Древневосточная литература - Тысяча и одна ночь. Том II
«Полови на мое имя», – сказал халиф. И рыбак подошел, обрадованный, и закинул сеть и подождал, пока она растянется до конца и установится на дне, а потом он потянул ее к себе и вытянул всевозможную рыбу.
И халиф обрадовался этому и сказал: «Карим, сними с себя одежду!» И тот скинул свое платье (а на нем был кафтан из грубой шерсти, с сотней заплаток, где было немало хвостатых вшей) и снял с головы тюрбан, который он вот уже три года не разматывал, но всякий раз, увидев тряпку, он нашивал ее на него.
И когда он скинул свой кафтан и тюрбан, халиф снял с себя две шелковые одежды – александрийскую и баальбекскую[30] – и плащ и фарджию и сказал рыбаку: «Возьми их и надень». А халиф надел кафтан рыбака и его тюрбан и прикрыл себе лицо платком и сказал рыбаку: «Уходи к своему делу», – и рыбак поцеловал ноги халифа, и поблагодарил его, и сказал:
«Ты был милостив, и не скрою я благодарности
И во всех делах целиком меня обеспечил ты.
Благодарен я на всю жизнь тебе, а когда умру,
За меня мой прах воззовет в гробу с благодарностью».

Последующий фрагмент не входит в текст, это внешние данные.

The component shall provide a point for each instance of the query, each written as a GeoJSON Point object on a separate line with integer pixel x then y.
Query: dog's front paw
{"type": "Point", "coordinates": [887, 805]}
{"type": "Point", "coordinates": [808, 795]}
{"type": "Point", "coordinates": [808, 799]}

И рыбак еще не окончил своего стихотворения, как вши уже заползали по коже халифа, и тот стал хватать их с шеи правой и левой рукой и кидать, и сказал: «О рыбак, горе тебе, поистине много вшей в этом кафтане!» – «О господин, – отвечал рыбак, – сейчас тебе больно, а пройдет неделя, и ты не будешь чувствовать их и не станешь о них думать». И халиф засмеялся и воскликнул: «Горе тебе! Оставлю я этот кафтан на теле!» – «Я хочу сказать тебе слово, – сказал рыбак. «Говори, что у тебя есть», – отвечал халиф. «Мне пришло на ум, о повелитель правоверных, – сказал рыбак, – что раз ты захотел научиться ловить рыбу, чтобы у тебя было в руках полезное ремесло, этот кафтан тебе подойдет».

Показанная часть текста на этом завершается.